He listened to the rumbling whine of the automatic garage door opener. Heard the snarl of her Mercedes. Listened to her shift gears as the car rolled down the long, curving driveway and then accelerated up the highway. She was in a hurry. Determined. Sometime soon, papers would be signed and a condo would change hands. Another triumph.
He got up and took a lukewarm shower, staying under the needlelike drive of the water for a long time. Then he dressed in lightweight brown slacks, a black pullover shirt, and his brown moccasins that were easy to get on and off even with the stiff knee.

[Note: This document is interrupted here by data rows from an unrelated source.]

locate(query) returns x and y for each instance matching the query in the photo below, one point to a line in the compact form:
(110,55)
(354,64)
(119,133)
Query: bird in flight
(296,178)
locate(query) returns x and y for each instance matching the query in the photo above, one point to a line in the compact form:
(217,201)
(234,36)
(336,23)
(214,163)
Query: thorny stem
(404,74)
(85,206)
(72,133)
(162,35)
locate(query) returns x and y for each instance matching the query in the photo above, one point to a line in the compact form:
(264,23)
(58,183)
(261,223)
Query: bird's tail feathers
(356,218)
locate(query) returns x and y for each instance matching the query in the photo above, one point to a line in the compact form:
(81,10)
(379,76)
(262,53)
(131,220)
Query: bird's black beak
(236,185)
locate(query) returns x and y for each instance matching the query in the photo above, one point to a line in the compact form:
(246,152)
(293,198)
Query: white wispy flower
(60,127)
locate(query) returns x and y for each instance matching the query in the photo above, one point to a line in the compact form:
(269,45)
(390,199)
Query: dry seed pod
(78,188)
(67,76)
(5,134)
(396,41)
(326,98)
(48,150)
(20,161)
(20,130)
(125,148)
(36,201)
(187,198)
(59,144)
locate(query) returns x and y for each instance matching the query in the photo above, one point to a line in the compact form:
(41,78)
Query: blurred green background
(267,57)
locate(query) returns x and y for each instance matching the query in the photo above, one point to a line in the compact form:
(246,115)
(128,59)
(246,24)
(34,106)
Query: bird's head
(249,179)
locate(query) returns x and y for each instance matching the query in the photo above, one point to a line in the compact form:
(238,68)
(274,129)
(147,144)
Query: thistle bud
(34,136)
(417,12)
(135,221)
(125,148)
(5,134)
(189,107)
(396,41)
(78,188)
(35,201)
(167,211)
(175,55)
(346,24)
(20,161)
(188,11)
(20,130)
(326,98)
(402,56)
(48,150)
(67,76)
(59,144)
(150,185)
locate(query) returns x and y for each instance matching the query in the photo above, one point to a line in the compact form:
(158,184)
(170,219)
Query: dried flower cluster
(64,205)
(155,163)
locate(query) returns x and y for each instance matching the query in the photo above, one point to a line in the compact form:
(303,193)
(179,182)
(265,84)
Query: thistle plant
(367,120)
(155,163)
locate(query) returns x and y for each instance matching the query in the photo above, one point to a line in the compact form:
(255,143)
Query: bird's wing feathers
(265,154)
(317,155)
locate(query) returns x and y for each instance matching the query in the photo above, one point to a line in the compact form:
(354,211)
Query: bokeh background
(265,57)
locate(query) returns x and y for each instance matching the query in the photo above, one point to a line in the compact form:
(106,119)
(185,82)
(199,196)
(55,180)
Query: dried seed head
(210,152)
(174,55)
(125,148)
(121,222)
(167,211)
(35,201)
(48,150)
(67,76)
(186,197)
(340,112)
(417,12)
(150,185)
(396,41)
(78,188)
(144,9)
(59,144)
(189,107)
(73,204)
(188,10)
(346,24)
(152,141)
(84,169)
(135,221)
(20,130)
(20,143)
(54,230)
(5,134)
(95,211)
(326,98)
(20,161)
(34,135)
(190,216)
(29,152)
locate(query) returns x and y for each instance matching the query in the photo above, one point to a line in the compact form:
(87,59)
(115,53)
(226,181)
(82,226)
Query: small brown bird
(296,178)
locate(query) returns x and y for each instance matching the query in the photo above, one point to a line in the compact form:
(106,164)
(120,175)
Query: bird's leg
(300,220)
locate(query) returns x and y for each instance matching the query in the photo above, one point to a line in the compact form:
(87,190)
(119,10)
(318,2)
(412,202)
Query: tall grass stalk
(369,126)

Poked his left hand through the band of his gold Seiko watch and fastened the clasp around his wrist.
Ready to joust with windmills, he told himself, checking his image in Edwina’s dresser mirror. Guy too harsh-looking to be called handsome. Bald on top, with thick curly gray hair in a fringe over his ears and at the back of his head well down on his neck. Catlike blue eyes in a tanned face. Scar that gave a permanent sardonic twist to the right corner of his lips. Made him look like a cynic, which wasn’t far from the truth. But a cynic with hope. Carver was forty-four now, and he knew he’d look much the same at fifty-four. His arms and torso were lean and muscular from dragging his lower body around with the cane and from his morning swims in the ocean. When Carver swam, strokes long and powerful, legs kicking freely from the hips, he was as whole as anyone. He relished that feeling
Edwina must have gone out and bought a newspaper. The morning
Del Moray Gazette-Dispatch
lay folded on the sofa in the living room. Carver limped over and reached out with the tip of his cane to flip the paper so he could see the front page. There was the story about the car bombing, featuring a color photograph of the burned-out Caddie being hoisted by a police tow truck. What was left of Bert Renway had already been removed from the front seat and transported to the morgue.

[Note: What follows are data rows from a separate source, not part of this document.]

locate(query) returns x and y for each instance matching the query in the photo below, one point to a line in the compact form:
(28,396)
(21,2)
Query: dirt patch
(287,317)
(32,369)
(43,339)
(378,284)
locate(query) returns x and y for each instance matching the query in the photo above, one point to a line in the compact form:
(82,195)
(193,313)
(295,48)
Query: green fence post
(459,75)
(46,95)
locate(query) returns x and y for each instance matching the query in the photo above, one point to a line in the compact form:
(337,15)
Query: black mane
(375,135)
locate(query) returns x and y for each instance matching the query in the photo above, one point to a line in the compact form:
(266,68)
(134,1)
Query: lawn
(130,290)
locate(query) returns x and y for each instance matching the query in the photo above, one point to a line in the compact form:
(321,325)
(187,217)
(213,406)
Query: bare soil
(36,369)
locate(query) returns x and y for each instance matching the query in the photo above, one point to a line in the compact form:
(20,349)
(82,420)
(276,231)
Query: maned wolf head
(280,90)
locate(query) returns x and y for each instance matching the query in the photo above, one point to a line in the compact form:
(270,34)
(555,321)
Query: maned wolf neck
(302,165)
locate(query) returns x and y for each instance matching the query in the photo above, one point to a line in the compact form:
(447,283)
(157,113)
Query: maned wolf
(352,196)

Carver moved closer, picked up the paper, and read. The Cadillac’s license plates had been legible, even though burned black, because of the raised numerals, and the car had been quickly traced to Frank Wesley of Fort Lauderdale. McGregor was letting the press and the Del Moray police think the charred body behind the steering wheel was Wesley. Carver remembered the force of the explosion and the intensity of the fire. Possibly even dental records wouldn’t work to identify the victim. But eventually, Carver knew, the medical examiner’s office would glean from forensic evidence that the corpse wasn’t Wesley’s. Give them time and an infinitesimal sample of bone or tissue and they could tell you about the victim’s family tree. Science. And surely Bert Renway would sooner or later be reported missing. Two and two would equal the inevitable four, and some cop with a mathematical mind would stumble upon the equation. McGregor was buying time and nothing more with his silence.

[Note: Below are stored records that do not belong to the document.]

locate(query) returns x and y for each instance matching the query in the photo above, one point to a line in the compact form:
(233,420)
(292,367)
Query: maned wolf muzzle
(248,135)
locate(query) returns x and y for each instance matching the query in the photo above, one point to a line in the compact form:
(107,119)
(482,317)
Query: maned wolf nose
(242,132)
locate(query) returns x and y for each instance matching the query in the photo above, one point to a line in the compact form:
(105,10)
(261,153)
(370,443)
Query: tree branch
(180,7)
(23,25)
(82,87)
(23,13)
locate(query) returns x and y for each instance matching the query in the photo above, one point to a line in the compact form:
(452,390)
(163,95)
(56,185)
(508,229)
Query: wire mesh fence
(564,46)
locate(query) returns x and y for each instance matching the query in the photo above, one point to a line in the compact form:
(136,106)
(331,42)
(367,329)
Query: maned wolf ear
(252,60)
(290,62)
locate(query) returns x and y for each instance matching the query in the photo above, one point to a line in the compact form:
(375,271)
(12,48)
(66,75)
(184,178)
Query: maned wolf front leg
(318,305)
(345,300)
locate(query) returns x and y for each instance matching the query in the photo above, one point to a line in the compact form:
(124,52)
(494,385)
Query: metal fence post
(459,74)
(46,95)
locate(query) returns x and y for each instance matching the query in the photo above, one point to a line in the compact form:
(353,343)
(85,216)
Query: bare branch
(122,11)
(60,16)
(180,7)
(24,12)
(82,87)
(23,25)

Carver read the entire news item quickly but thoroughly. His name wasn’t mentioned. Good.
In the kitchen, he rooted around and found a day-old cinnamon Danish. Brought a cup of water to a boil in the microwave, then spooned in some instant coffee. He tested the brew’s temperature with his little finger and figured it would have burned the tip off his tongue if he’d been foolish enough to take a sip.
He carried the Danish and steaming coffee out onto the veranda and sat at the white metal table in the shade of the umbrella that sprouted from its center. The breeze off the sea made the umbrella’s long fringe sway and tangle. It would cool his coffee nicely.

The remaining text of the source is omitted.